The Food & Beverage Recycling Alliance (FBRA) has called for sector specific platforms to drive the Extended Producer Responsibility (EPR) policy on waste management.
Clem Ugorji, the Director, Public Affairs and Communication, Coca-Cola West Africa, made the call in a statement to newsmen in Lagos Tuesday.
The Extended Producer Responsibility (EPR) is a policy approach that shifts the cost of waste management or physical collection of wastes partially or fully from the government to producers of wastes.
According to Ugorji, various sectors of the economy can rise to the challenge of establishing sector specific platforms to drive the recovery and recycling of waste items in their respective packaging streams.

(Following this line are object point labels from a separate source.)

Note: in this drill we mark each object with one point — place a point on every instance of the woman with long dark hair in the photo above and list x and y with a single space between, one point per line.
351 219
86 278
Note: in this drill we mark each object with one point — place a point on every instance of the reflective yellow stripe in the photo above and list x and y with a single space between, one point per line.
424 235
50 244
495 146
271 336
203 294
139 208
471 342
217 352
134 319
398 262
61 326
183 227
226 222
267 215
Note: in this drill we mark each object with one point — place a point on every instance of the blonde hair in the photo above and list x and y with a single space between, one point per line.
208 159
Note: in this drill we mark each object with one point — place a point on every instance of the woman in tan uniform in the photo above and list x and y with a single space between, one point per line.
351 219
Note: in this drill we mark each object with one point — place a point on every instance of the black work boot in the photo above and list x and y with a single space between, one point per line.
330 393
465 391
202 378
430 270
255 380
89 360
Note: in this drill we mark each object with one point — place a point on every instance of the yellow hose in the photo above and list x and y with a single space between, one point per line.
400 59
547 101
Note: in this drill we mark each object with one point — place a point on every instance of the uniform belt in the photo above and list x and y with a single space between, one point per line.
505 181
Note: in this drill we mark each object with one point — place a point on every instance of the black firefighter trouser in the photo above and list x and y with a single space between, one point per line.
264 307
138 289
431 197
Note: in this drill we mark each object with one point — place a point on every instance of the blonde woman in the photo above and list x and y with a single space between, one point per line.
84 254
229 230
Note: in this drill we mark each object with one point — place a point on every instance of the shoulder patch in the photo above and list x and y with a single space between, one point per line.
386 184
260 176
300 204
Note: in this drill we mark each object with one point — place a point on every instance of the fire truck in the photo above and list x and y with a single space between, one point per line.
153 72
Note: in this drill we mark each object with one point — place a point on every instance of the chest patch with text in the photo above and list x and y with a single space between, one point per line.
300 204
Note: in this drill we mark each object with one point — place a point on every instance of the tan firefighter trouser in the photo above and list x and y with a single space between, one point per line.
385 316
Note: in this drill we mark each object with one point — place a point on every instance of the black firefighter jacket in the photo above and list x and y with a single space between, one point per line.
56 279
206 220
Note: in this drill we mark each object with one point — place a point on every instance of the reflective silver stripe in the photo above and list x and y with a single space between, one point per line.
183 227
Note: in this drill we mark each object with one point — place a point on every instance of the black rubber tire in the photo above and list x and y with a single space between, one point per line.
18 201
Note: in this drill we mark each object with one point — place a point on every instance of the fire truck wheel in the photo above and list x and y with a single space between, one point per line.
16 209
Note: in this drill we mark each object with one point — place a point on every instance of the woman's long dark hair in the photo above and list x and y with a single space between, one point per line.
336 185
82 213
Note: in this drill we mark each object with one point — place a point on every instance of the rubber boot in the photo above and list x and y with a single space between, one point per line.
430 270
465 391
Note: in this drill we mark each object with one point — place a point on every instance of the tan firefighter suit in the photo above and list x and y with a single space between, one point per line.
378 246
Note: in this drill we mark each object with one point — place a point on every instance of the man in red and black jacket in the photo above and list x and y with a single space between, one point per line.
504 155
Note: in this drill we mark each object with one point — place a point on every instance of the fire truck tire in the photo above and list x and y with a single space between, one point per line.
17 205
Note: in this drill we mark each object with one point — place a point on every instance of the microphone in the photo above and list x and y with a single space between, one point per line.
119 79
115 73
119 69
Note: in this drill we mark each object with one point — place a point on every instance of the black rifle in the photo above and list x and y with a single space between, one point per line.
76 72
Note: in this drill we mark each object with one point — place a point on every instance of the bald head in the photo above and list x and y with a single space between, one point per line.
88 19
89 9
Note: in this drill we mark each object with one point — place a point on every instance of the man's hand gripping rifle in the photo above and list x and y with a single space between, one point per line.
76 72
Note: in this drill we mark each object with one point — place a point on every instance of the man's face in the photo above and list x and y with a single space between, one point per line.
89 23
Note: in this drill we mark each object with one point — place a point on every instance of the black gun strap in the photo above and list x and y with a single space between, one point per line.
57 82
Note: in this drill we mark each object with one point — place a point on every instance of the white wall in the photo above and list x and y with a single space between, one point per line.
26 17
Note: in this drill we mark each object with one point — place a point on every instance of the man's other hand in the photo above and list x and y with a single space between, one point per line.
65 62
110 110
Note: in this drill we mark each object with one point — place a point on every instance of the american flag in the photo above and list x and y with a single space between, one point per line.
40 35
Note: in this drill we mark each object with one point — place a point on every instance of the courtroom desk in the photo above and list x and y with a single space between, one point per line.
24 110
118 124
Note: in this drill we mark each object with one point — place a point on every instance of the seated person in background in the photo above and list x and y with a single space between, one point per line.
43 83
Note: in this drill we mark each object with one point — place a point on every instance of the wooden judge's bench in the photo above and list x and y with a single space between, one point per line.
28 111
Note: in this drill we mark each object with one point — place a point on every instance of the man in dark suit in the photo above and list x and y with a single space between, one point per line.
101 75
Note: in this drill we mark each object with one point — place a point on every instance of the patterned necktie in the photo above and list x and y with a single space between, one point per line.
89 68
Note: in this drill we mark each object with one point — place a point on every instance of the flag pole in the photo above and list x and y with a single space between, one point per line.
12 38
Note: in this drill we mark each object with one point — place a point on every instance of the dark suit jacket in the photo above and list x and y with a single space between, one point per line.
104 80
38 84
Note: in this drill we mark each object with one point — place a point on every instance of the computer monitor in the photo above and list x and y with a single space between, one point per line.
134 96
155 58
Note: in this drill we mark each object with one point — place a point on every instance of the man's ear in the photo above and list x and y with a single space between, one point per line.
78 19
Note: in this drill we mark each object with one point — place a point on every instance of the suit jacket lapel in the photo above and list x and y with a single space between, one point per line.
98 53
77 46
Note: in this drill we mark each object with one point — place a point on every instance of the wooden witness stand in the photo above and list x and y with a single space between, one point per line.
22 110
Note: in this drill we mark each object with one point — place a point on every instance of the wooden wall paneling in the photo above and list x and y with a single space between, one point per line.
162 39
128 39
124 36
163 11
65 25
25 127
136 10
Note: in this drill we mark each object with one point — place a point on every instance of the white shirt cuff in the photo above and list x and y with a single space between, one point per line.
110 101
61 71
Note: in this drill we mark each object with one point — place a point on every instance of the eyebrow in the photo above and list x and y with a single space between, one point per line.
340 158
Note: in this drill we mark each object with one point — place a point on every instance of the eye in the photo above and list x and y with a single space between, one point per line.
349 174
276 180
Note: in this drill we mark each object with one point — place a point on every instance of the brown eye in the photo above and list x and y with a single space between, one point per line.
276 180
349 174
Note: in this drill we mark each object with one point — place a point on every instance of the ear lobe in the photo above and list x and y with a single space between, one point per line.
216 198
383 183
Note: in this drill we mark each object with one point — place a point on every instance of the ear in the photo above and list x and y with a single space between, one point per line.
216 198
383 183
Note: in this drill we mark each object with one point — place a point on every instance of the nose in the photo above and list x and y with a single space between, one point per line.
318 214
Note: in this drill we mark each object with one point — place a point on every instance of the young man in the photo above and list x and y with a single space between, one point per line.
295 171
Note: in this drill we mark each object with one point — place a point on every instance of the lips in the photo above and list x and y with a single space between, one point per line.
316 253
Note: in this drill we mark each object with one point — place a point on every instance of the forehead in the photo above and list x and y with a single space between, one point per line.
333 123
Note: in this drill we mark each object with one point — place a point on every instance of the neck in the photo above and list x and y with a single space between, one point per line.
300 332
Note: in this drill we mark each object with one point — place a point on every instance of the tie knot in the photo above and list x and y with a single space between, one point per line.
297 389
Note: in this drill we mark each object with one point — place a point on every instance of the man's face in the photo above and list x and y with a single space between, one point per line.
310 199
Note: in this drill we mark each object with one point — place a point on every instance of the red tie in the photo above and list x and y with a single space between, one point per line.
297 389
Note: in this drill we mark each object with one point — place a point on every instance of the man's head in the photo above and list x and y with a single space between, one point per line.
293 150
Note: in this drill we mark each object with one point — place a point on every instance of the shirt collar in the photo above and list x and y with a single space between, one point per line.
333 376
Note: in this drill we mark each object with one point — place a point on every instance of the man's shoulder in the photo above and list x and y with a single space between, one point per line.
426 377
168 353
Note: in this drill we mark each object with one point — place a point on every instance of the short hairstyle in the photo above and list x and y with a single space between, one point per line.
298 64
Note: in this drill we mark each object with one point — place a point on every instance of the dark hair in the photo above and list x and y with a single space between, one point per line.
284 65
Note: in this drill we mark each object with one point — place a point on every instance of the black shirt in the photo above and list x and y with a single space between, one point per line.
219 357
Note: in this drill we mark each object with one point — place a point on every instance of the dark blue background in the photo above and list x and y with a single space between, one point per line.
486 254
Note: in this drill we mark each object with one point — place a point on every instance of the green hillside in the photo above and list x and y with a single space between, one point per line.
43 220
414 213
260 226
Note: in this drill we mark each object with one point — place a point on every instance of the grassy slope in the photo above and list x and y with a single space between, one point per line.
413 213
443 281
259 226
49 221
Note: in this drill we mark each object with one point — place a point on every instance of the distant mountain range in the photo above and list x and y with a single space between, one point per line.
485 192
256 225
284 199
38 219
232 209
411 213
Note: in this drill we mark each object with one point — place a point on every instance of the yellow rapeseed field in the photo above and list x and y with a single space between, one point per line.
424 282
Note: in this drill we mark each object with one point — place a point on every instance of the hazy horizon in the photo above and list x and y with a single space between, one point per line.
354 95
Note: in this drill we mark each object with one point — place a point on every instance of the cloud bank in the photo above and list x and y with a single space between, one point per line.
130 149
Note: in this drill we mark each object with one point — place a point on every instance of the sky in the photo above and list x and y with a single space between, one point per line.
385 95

FBRA evolved from a self-regulatory initiative that Coca-Cola began in 2005 to set up a large scale recovery and buyback scheme for PET bottles which were recycled into the synthetic fibre, he said, as in 2012, Coca-Cola reached out to other leading beverage companies to form a voluntary group comprising Coca-Cola, Nestle, Nigerian Breweries and Seven-Up Bottling Company.
He said that the group became the nucleus of the FBRA that served as the Producer Responsibility Organization (PRO) for the food and beverage sector.
FBRA was presented as a case study at 2nd National Waste Management Conference of how forward-looking industries could collaborate with other stakeholders to develop solutions for mitigating the environmental impact of their activities, according to Ugorgi.
He said that FBRA’s mission was to recover and recycle food and beverage packaging waste to create a sustainable recycling economy that would stimulate employment, innovation and wealth creation.
“One of the great elements of the EPR policy is the requirement for sectoral collective action under the platform of a PRO.
“This will ensure that companies do not struggle in silos to recycle their packaging waste as that will be overwhelming.
“They can pool resources together as a sector to develop and fund a robust buyback scheme, attract investors in recycling infrastructure and invest in research and development of eco-friendly packaging as well as alternative uses for their packaging waste,” Ugorji said.
He stressed that FBRA demonstrated the fact that companies could compete for market share and still cooperate effectively for social good.